Sometimes we want to keep lose the selection highlight.In this case, You can use data-plate-prevent-overlay
attribute add to the button which trigger the blur event.
For example, in the turn into dropdown menu: We’ve already prevented the default event so that clicking the ‘Turn Into’ menu doesn’t cause the editor to lose focus. Therefore, there’s no need to enable the SelectionOverlayPlugin functionality; otherwise, two layers of selection would appear, which would look visually unappealing.
<DropdownMenuContent
className="min-w-0"
onCloseAutoFocus={onCloseAutoFocus}
data-plate-prevent-overlay
align="start"
>
...
</DropdownMenuContent>
Therefore, just remember one rule: only use this plugin when you need to move the focus to an external input element, such as the AI menu or math equation plugins.
Options
scrollContainerSelector
- The selector of the scroll container.When we trigger the menu in the very bottom of the page, we need this option to make the scroll container scroll up to show the menu completely.
createAIEditor
- When we use selection mode, we render a read-only editor on the AI menu, and the plugins used by this editor are provided by this option
fetchStream
- The function to fetch the stream from your backend.Introdue in the Integrate with your backend section.
Plus
In the Potion template, we have meticulously configured all settings for the AI plugin, providing you with:
- Exquisite design and animation
- A comprehensive, full-stack AI integration
- Seamless handling of editor focus issues mentioned earlier
- Optimized configuration for peak performance
- Context menu to open the ai menu
- Slash command to open the ai menu
- debounce mode copilot
This template serves as an excellent starting point for your AI-enhanced editing projects, allowing you to leverage advanced features without the need for extensive setup.
API
editor.getApi(AIPlugin).ai.abort()
Aborts the ongoing AI request and sets the AI state to idle.
Returns
editor.getApi(AIPlugin).ai.clearLast()
Clears the last generated content, prompt, and work path.
Returns
editor.getApi(AIPlugin).ai.focusMenu()
Focuses the input element of AI menu, setting auto-focus and initial focus on the first item.
Returns
editor.getApi(AIPlugin).ai.hide()
Hides the AI menu by setting the open editor ID to null and removing the anchor element.
Returns
editor.getApi(AIPlugin).ai.setAnchorElement(dom: HTMLElement)

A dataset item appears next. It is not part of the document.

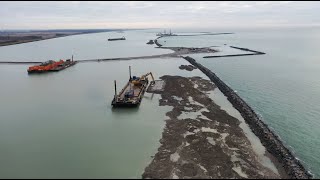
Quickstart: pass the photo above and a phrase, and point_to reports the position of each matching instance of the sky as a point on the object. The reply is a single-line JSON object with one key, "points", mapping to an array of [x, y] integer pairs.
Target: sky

Sets the anchor element for the AI menu.
Parameters
The DOM element to set as the anchor for the AI menu.
Returns
editor.getApi(AIPlugin).ai.show(editorId: string, dom: HTMLElement, nodeEntry: NodeEntry)
Shows the AI menu for the specified editor, DOM element, and node entry.
Parameters
The ID of the editor to show the AI menu for.
The DOM element to anchor the AI menu to.
The node entry associated with the AI menu.